Like many ads on the web, Google Consumer Surveys reports on the inferred age, gender, and parental status of anonymous respondents based on the websites users visit and location based on IP addresses. Income, and urban density are then approximated using census data for particular geographic regions. To see what inferences are associated with your browser, visit google.com/ads/preferences.
Please note that it’s possible that we may miscategorize people. For example, if someone visits websites that are usually frequented by younger people, they may be categorized as younger than their actual age. Similarly, if a household uses a shared computer, we may categorize that “user” based on the combined interests of the household.
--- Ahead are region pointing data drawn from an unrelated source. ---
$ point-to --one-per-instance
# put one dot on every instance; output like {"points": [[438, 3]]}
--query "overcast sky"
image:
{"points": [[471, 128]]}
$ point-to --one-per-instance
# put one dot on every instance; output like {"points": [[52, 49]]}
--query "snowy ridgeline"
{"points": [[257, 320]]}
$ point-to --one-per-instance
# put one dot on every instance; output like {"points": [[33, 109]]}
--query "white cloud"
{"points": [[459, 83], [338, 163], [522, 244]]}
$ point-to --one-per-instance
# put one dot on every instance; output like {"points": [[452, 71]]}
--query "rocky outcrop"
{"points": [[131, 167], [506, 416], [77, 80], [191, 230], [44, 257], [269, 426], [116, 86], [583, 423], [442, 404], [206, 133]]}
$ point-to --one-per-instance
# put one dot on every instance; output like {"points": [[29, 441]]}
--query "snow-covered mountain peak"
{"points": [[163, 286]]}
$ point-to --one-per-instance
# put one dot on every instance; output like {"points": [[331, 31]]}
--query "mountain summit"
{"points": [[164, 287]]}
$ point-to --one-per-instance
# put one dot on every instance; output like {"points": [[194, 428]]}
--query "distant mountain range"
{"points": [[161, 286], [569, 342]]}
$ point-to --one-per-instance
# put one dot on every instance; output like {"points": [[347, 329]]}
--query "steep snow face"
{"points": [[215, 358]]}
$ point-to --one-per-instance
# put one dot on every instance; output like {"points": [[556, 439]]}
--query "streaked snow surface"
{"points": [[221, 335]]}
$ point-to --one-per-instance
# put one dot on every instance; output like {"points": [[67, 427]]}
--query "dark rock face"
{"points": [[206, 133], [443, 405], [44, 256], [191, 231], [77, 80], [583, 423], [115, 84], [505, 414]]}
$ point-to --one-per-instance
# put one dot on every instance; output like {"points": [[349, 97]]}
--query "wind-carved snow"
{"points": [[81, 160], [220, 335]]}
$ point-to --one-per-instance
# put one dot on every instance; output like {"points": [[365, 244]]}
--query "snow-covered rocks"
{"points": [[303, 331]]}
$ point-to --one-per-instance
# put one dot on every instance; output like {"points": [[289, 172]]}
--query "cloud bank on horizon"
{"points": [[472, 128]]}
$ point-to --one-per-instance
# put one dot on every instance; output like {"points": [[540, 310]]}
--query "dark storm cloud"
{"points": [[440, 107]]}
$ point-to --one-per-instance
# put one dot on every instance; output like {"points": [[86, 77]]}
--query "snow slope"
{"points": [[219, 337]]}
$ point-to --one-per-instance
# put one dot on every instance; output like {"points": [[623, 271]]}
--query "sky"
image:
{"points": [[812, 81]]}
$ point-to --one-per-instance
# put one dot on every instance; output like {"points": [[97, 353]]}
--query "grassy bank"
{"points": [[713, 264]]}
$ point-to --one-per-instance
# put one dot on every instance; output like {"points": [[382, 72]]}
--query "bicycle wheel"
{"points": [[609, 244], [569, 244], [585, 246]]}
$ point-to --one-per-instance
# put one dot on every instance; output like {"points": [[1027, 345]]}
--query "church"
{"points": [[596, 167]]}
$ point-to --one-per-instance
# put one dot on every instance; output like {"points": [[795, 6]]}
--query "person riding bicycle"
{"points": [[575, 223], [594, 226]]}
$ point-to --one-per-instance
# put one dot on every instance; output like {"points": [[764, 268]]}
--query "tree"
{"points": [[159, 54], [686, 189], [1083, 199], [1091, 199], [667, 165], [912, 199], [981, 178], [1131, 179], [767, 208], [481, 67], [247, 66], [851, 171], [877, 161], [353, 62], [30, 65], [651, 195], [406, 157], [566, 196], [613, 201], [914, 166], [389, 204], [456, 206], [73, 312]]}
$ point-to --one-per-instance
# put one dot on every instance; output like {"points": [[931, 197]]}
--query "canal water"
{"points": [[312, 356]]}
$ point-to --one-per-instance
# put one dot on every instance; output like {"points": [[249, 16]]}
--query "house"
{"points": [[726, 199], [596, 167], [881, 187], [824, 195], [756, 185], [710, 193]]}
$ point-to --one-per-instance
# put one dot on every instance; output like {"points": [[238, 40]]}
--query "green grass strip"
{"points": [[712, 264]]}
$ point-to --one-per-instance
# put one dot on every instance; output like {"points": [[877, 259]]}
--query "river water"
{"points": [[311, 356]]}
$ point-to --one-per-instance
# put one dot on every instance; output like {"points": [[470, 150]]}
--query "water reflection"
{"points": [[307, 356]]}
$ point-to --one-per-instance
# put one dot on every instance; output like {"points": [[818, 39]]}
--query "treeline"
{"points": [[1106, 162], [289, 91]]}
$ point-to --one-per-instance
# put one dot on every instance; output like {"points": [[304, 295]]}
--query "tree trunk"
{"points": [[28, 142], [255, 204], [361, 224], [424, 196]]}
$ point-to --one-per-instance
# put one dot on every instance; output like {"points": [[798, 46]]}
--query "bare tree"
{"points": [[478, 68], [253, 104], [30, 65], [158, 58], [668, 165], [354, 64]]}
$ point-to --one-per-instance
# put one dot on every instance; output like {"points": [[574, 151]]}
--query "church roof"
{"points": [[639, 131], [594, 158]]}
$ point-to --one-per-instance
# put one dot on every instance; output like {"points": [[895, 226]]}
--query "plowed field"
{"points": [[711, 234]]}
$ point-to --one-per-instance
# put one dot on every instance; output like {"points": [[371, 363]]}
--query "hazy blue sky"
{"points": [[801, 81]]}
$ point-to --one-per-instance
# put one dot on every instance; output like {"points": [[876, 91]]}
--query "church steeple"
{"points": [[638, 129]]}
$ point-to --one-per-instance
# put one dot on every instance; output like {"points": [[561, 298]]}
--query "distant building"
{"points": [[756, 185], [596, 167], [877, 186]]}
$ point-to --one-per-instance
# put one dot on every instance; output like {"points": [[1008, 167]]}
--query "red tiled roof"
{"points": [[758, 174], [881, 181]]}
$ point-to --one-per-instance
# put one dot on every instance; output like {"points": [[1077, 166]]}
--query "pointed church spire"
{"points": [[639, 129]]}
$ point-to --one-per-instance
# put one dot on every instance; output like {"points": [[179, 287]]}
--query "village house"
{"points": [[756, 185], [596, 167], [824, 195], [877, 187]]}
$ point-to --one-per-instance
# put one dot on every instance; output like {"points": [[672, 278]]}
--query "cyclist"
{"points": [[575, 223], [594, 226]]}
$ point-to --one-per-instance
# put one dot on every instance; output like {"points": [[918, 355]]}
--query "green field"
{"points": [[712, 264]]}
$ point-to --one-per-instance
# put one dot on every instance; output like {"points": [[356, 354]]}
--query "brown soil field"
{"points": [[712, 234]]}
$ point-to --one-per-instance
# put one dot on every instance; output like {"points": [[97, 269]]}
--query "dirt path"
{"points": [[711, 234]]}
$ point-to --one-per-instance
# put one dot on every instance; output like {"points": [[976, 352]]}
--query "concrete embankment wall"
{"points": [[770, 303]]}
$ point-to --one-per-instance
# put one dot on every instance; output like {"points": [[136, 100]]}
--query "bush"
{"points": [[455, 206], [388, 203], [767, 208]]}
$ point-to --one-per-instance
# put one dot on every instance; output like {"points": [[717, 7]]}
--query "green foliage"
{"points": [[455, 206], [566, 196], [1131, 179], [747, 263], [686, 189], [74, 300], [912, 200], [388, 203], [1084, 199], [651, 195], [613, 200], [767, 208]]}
Consumer Surveys weights results by inferred gender, age and geography when possible to make the sample as representative as possible of the internet population. If you prefer to see unweighted data, you can turn off weighting to see raw results.
Please note that we don't reweight multi-select question type as it will have consequences on the follow up questions.
Root Mean Square Error (RMSE)
The RMSE measures the differences between the desired distribution and actual distribution for each targeted population segment and calculates a weighted average error. The RMSE technique weights large errors more than small errors. Thus, if the difference in one segment is very large, it would have a greater effect on the RMSE than if there were small errors across several segments. The lower the RMSE score, the closer we are to representing the US Internet population.
Note: The table provided on the survey results page communicates the sampling bias for three segments: gender, age and region. However, our targeted population segments also includes combinations of gender, age, and region. Combinations can include any two or three of these segments.
In the results report, the values inside the parenthesis are the ranges to determine the confidence interval and the graphical illustration of it is called Error bar as previously discussed. If you run the same survey again, there's a 95% chance that the percentage of respondents who chose that answer will be in that confidence interval range.
E.g. Answer A 33.5% (+9.9/-8.7)
There's a 95% chance that the percentage of respondents who choose this Answer A will be between 43.4% and 24.8% if you run the survey again. Because 33.5 + 9.9 = 43.4 and 33.5 - 8.7 = 24.8.
Please note that when targeting the General Population, the sampling bias table will not show up unless there are at least 250 responses.